The patient was immediately admitted to a high-dependency unit for close airway monitoring. A multidisciplinary team involving pediatrics, otolaryngology, anesthesiology, and dentistry was engaged early. Broad-spectrum intravenous antibiotics covering aerobic and anaerobic organisms were initiated promptly. Supportive care included intravenous fluids, antipyretics, and oxygen supplementation.
Given the risk of airway compromise, the child was closely observed for any signs of deterioration. Dental evaluation identified an infected mandibular molar as the likely source, which was managed once the acute infection was controlled. Surgical drainage was not required, as no discrete abscess was identified and the patient demonstrated clinical improvement with medical therapy alone.
Over the next several days, the swelling gradually subsided, respiratory symptoms resolved, and the child was able to tolerate oral intake. The patient was transitioned to oral antibiotics and discharged with close outpatient follow-up. At follow-up, complete resolution of symptoms was noted, with no residual complications.
Ludwig’s angina is a medical and surgical emergency characterized by rapidly spreading cellulitis of the submandibular spaces, with the potential for sudden airway obstruction [1,3]. Odontogenic infections remain the most common precipitating factor, particularly untreated infections of the lower molars. In children, early symptoms may be subtle but can progress rapidly, emphasizing the need for heightened clinical vigilance.
The hallmark clinical features include painful submandibular swelling, induration of the floor of the mouth, tongue elevation, dysphagia, drooling, and respiratory distress. Imaging, particularly contrast-enhanced CT, is useful in assessing disease extent and identifying abscess formation, although treatment should not be delayed in unstable patients [4,5].
Airway management remains the cornerstone of treatment, followed by prompt initiation of broad-spectrum antibiotics targeting polymicrobial oral flora. Surgical intervention is reserved for cases with abscess formation or failure of medical therapy. With early recognition and appropriate multidisciplinary management, outcomes are generally favorable, even in pediatric patients.
Ludwig’s angina should be strongly considered in pediatric patients who present with rapidly progressive swelling of the submandibular region and floor of the mouth, particularly when there is a preceding history of untreated or inadequately treated dental infections. The presence of associated symptoms such as drooling, dysphagia, fever, trismus, tongue elevation, and respiratory distress should heighten clinical suspicion, as these features may indicate evolving airway compromise and rapid disease progression.

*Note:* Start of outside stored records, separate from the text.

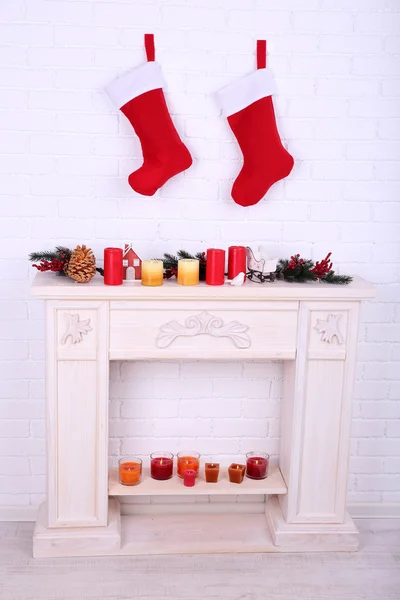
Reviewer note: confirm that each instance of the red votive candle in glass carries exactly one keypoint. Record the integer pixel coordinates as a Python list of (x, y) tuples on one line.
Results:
[(161, 465), (215, 267), (257, 465), (237, 261), (189, 477), (113, 266), (188, 461)]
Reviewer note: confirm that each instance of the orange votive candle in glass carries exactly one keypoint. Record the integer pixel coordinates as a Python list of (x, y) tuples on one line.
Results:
[(188, 271), (130, 470), (188, 461), (236, 473), (152, 272)]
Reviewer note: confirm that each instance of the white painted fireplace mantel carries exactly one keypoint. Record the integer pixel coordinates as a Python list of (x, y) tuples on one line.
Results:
[(312, 327)]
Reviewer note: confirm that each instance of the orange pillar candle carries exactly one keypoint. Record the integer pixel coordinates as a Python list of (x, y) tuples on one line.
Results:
[(152, 272), (130, 471), (188, 271), (236, 473), (188, 461), (212, 472)]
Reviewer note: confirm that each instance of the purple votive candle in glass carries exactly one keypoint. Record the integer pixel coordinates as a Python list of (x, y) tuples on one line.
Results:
[(257, 465)]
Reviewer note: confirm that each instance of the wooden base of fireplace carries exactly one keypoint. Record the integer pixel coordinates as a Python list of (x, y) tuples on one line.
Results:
[(198, 534), (312, 327)]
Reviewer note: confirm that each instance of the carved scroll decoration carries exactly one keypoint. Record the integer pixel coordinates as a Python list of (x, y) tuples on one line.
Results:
[(329, 329), (204, 323), (76, 329)]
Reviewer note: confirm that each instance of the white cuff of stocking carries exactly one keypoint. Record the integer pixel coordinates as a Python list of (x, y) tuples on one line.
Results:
[(143, 79), (245, 91)]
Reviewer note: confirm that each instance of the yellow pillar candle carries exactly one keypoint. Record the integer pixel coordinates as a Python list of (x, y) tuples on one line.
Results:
[(188, 271), (152, 272)]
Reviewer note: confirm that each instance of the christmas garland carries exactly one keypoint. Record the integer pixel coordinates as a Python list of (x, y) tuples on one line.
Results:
[(79, 264), (298, 269)]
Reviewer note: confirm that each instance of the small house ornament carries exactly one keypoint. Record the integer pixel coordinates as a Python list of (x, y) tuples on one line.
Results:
[(131, 264)]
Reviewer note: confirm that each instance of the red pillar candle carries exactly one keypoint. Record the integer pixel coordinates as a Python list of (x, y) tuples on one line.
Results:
[(161, 465), (189, 477), (113, 266), (215, 266), (257, 465), (237, 261)]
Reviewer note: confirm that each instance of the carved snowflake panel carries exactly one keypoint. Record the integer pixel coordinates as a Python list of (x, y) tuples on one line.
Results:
[(75, 328), (328, 329)]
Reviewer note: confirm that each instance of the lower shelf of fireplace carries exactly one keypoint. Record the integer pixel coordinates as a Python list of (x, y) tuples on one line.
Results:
[(273, 484)]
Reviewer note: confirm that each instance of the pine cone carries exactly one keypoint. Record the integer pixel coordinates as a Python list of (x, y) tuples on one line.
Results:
[(82, 265)]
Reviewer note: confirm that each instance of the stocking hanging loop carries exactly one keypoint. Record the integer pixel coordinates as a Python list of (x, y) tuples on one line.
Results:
[(149, 46), (261, 54)]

Early recognition of these characteristic clinical signs, combined with prompt and thorough airway assessment, is critical to preventing life-threatening complications such as acute airway obstruction, sepsis, and mediastinal spread of infection. Immediate initiation of broad-spectrum intravenous antibiotics targeting aerobic and anaerobic oral flora remains the cornerstone of management, alongside close monitoring in an appropriate care setting. Increased awareness among clinicians, dentists, and caregivers regarding the potential severity and rapid progression of odontogenic infections in children is essential to facilitate early referral, timely intervention, and improved clinical outcomes.